You can protect blockchains by protecting access to the network.
Attributes in Blockchains:
The next quality was that you can put attributes in these blockchains.
This is taking something that is already done and it is complicated. the technology to have whatever metadata you want is here today.
IBM is using this in their ADEPT approach.
You can design peers that keep track of transactions but also have power to do work on this data.
Q. can you name a simple example?
- A: It’s like bitcoin, but you could have a state within the message
- Y ou have input which has state, the output has a state and the message contains the operations that were performed.
- You could see you had transactions with a given device before and build trust based on history.
- You could design a blockchain that has to record each assembly instruction. For each step you would
Trust model:
What IBM designed was that the trust was formed at the beginning at making of the devices
We propose that you could analyze.
- Bootstrap - a pin or password
- Pair two devices or nodes
These two devices can keep in touch over time and keep their trust
if you loose the connection, you could define that it needs to be re-paired
Q: Is that based on the complexity or size of the blockchain?
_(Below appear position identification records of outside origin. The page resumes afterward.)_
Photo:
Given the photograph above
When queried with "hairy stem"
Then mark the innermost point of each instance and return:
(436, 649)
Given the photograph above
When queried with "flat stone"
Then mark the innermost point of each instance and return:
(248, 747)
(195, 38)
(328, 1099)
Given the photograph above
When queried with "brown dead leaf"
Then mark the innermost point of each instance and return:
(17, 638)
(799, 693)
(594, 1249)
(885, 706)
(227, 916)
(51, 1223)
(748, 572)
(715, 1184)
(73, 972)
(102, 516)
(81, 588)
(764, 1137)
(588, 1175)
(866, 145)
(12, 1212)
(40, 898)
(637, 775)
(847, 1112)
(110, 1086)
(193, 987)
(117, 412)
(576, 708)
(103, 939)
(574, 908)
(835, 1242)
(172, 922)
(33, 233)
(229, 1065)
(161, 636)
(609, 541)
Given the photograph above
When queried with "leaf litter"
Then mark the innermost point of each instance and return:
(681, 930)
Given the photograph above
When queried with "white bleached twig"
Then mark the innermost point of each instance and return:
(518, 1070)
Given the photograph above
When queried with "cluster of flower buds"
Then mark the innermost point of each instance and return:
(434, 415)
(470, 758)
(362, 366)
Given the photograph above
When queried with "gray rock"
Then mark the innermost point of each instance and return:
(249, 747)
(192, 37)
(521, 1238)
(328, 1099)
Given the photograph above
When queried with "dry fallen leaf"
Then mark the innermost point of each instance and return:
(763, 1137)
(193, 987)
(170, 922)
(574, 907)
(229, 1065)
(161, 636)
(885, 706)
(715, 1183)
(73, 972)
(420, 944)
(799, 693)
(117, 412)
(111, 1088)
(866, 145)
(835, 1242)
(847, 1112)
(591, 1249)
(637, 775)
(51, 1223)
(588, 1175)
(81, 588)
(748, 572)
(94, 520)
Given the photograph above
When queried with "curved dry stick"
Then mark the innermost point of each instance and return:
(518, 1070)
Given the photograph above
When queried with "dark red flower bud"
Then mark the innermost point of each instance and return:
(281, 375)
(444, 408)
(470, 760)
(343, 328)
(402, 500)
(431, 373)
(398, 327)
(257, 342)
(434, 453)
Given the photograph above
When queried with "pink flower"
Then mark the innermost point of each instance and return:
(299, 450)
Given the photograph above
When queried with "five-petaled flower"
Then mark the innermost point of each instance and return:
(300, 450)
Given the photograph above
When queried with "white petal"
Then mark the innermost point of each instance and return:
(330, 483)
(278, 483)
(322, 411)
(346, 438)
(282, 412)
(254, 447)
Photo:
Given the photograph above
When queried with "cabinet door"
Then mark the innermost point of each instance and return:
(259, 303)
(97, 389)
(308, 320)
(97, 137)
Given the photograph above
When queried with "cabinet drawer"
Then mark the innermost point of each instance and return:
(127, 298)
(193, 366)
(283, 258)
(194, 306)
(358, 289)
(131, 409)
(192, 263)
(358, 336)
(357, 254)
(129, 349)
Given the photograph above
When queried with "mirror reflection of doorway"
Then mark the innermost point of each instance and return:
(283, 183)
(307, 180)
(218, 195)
What’s driving the requirement that the trust needs to be re-paired?
- A: If you can’t handle a private key, you need another way
- If a device wants to authenticate itself and connect another device.
- This can be done by performing a hash on some history to prove that you can see the same data that the other device can.
- Based on that, both devices that “proof of storage”.
Q: Can blockchain be used to drive transactions?
- A: You could define a protocol based on transactions, so that a device listens to signed requests before initiating their own transaction
Q: How do you protect the connections to the blockchain?
- You could have a special peer that controls access to the peer
- This is just an option, there could also be other crypto schemes for this
We are looking at having multi-layer blockchain,so to gain access to a lower level chain, you would need the parent signed.
Q: Are there any examples of this for IOT in practice?
- A: In the etherium example,
Q: How do you treat hierarchy in the chain? What is a node and what is a gateway?
- A: It is something that you design.
- I can design a main blockchain that is run by the main part of the company, and a separate blockchain for each department.
- You can maintain a hierarchy by design
Q: How do you differentiate between a device which may be autonomous, or a device which has an owner?
- A: The device has an owner of the device.
- When a mobile phone is sold at retail, it could be notified to a blockchain to inform that the owner has chained.
- There could a different blockchain for ownership.
Q: Do you have a paper about this?
- A: Yes, we are working on a paper.
Q: Sal: this is distinct from the zero knowledge proof work in the past?
- A: Matteo: This is not connected to this work at this stage.
- We may look at it. Zero knowledge proof and blockchain has been looked at by IBM.
- Ingo: Looking forward to whitepaper with specific examples
Q: Sal: do you see the scale of the IoT to be a challenge? Big chains might be a challenge.
- A: Matteo: sure it is, that’s why we propose a distribute approach, to set limits on the size of the blockchain, for example 100 devices.
- E.g. if you have a big company with small devices that can’t handle large blockchains, you could establish mutual.
The protocol is irrelevant. You could rely on other nodes. It depends on the storage capabilities of a device. Is there enough memory to store? There is no standardization for the protocol level. The most productional example is bitcoin example.